The Light at the End of the Tunnel

I’m starting this year with bounded optimism – hopeful yet realistic. The truth is the COVID-19 vaccine gives us light at the end of the very dark tunnel of the pandemic. But that doesn’t mean it comes without its challenges.

We knew Loretto would be among the first organizations to receive access to the COVID-19 vaccine, and there is a range of emotions that come with that opportunity. Yes, many residents and their families are excited to have them protected from the virus. But there are also plenty of understandably skeptical staff members with reasonable questions.

Regardless of what industry you’re in or what position you hold, the bottom line is at some point you’ll likely have the opportunity to get the vaccine. When that day comes, even more than wanting you to say yes, I want you to be educated on the facts surrounding the vaccine.
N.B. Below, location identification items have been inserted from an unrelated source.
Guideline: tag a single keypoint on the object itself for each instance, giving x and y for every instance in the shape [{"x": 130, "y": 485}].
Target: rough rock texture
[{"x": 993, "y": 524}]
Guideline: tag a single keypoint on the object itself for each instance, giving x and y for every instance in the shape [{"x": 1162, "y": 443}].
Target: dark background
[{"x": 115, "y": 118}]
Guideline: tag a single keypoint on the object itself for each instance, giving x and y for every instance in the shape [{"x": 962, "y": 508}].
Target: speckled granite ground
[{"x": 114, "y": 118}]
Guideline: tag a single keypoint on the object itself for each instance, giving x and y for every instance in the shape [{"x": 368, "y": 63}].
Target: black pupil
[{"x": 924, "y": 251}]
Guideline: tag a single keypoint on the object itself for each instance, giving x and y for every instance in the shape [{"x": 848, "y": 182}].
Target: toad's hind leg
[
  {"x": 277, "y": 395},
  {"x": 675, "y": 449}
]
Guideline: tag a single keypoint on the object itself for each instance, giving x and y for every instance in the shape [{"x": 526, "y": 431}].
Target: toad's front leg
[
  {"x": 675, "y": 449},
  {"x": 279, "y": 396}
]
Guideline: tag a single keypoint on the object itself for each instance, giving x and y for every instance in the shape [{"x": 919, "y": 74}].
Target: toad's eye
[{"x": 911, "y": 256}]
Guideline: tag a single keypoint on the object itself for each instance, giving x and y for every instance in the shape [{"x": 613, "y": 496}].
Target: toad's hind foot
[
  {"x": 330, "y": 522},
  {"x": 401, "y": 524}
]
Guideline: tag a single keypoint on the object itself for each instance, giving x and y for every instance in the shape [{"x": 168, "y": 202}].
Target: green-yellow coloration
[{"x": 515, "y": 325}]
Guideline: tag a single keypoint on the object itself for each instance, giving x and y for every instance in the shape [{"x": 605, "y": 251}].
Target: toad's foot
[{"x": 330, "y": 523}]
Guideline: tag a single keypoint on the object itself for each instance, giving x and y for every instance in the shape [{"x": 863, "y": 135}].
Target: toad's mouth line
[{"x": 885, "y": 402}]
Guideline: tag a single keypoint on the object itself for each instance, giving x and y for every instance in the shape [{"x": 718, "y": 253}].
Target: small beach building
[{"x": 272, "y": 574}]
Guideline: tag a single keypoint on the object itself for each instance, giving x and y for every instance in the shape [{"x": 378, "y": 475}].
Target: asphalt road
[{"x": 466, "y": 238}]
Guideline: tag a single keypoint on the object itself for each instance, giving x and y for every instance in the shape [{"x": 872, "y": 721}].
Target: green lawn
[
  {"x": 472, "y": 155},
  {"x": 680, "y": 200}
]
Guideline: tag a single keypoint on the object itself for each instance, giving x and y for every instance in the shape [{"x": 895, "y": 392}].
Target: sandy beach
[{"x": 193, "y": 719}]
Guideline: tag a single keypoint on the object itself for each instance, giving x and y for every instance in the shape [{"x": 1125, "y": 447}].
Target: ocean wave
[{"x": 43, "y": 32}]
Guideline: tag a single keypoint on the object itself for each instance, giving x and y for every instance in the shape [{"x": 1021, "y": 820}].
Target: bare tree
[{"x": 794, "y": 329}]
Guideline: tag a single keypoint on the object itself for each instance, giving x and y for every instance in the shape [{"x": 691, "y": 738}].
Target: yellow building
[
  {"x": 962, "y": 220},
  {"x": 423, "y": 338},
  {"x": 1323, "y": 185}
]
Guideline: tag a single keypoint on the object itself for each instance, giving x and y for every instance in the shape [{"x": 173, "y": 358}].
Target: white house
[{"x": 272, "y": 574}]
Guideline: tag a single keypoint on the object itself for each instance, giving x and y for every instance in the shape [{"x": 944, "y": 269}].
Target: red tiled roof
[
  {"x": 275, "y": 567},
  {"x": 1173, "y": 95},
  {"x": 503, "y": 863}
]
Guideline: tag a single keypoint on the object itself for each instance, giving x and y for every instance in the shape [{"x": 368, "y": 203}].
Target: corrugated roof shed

So, I’m providing for you a sampling of links similar to what we have provided to the residents and staff at Loretto. Links that you can count on to give good, factual information on the vaccine, hoping that you will take time to find answers to the questions and doubts you may have. Please read them and share them!

We need to take reasonable steps to pave a new, brighter path to the future. That’s why, a couple of weeks ago, I received my first dose of the COVID-19 vaccine. I wasn’t anxious to be at the front of the line, as I know there are others more vulnerable than I – but as a leader, I would never ask my employees to do something that I wasn’t willing to do myself. Thankfully in the ~600 residents and staff members that have been vaccinated so far, I’m happy to report we’ve had no severe side effects. In fact, nothing more to report than sore arms.

While the vaccine is the light at the end of the tunnel (or a “shot of hope” as I tell my staff), the reality is none of us are safe until all of us are safe. It’s not enough to have a vaccine – people have to be vaccinated. Part of that is providing factual information to help answer people’s questions and concerns, but the other part is ensuring everyone gets affordable access to the vaccine. That may seem like a no-brainer (and it should be!), but the reality is the United States has very uneven access to healthcare. So the question becomes, how can we pull together and do all we can to make sure everyone has an equal shot at life?

You’ve heard me talk about my philosophy of pragmatic altruism – the fact that doing good is good business. Part of doing good is doing good for all.

As you’re considering your new year mantras and resolutions, I hope you’ll think to consider those in your community who may not be on anyone’s vaccination list. Regardless of what role you play at work, everyone can commit to being a vocal advocate for those individuals. And if we all make that commitment, there’s no denying 2021 will be brighter and better.